POLK COUNTY, Fla. — Freddie Stevenson racked up seven career touchdowns as a fullback and won the 2013 BCS National Championship during his freshman season at Florida State.
But his proudest work comes from his life after football.
Sitting in his father’s brand new church, he describes a journey full of comebacks.
“Twenty-one years ago, my father was incarcerated for drug trafficking,” Stevenson said. “Later on, he transitioned and he was able to become a pastor.”
When Stevenson was young, his single mother worked three jobs to support her five children. Sometimes experiencing homelessness, food was hard to find.
The memory of one particular dinner still sticks with Stevenson.
“We come across a McDonald's and we walk in. She orders a cheeseburger. When she ordered the cheeseburger, we just kind of look around like, there’s five of us. One cheeseburger? That’s crazy.
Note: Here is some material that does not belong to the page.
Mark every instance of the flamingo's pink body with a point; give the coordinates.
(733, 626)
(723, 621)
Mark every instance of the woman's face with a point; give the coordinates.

We usually all get our own loaf of bread," he recalled
Stevenson’s mother, Cylvia, only had $1. The cheeseburger cost $1.05.
“The cashier was giving her trouble about that nickel,” Stevenson said. “We watched her have to go around and beg for that, and someone was generous enough to give her a nickel. After she gets it, we’re kind of embarrassed. She walks us outside, and she starts slicing it up into five pieces, and she hands it out to all of us. And as we started eating, my older sister notices that my mom isn’t eating."
“We all kind of started looking around at each other to make sure she’s eating as well. And she turned down all our food. And I remember at that moment, she burst into tears," he added.
Stevenson was determined to dry those tears. His plan: Make it to the NFL.
A star linebacker and running back at Bartow High School, he just needed a college offer. But during his junior season, he broke his ankle. Doctors said it was career-ending.
“When the doctors told me that, I was like, man, I understand what you're saying,” Stevenson said. “I see the X-Rays. It doesn't look good. But I know the promise I made to my mother.”
Stevenson would bounce back, receiving several scholarship offers and ultimately playing for four years at FSU.
He went on to make it to the NFL, just like he promised his mom but in 2017, the Chicago Bears cut him after the pre-season.
“I was mad at the world. Bitter,” Stevenson said. “I went down a dark road. Turned to the fast lifestyle, and it almost cost me my freedom … (I was) trying to make ends meet, and I remember coming to my mom one day, and she said, ‘I don't want none of your money.’”
Then, Stevenson received an unexpected, but life-changing, message.
“I remember a situation in particular, there was a guy I had a transaction with that day for like $10,000,” Stevenson said. “He spent $10,000 with me. But he gave me a reality check. He was like, ‘Man, I know you. I remember you.’ I was like, ‘I don’t know you.’ He goes, ‘No, you’re Freddie Stevenson. You were just with the Bears. What are you doing out here?’ It took me a while. He’s like, ‘No, you're supposed to go out and do something bigger. There’s more in store for your life.’”
Soon after the encounter, Stevenson started a clothing line called Triumph 105. The number ‘105’ is also included in his social media handles (@strugglemade105). It’s a nod to the price of that cheeseburger his mom worked so hard to buy for his family.
Stevenson wrote about his struggles in a book, Trials to Triumph, published in 2019.
He continues to share his story with local children by speaking at schools and sports practices. He also wants to provide professional and college athletes with resources to make a smooth transition to life after football, so they can avoid depression like he did.
“People are reaching out to me, saying, ‘You saved my life,” Stevenson said. “I'm getting long paragraphs, people saying they were suicidal… they were ready to give it all up. But at the darkest place in my life, I found purpose. And that gave them hope.”
Stevenson already has a new project. He’s working on founding a non-profit to help underprivileged children. This summer, he plans to host a back-to-school event, with the goal of raising $25,000 for local kids. He plans on setting aside $5,000 of the funds raised for local teachers.
“People (are) coming up to me, exchanging numbers, saying ‘you really touched me,” Stevenson said. “Just feeling that feeling that I had after speaking with those people – it was better than anything I got on the field. Better than any touchdown I scored.”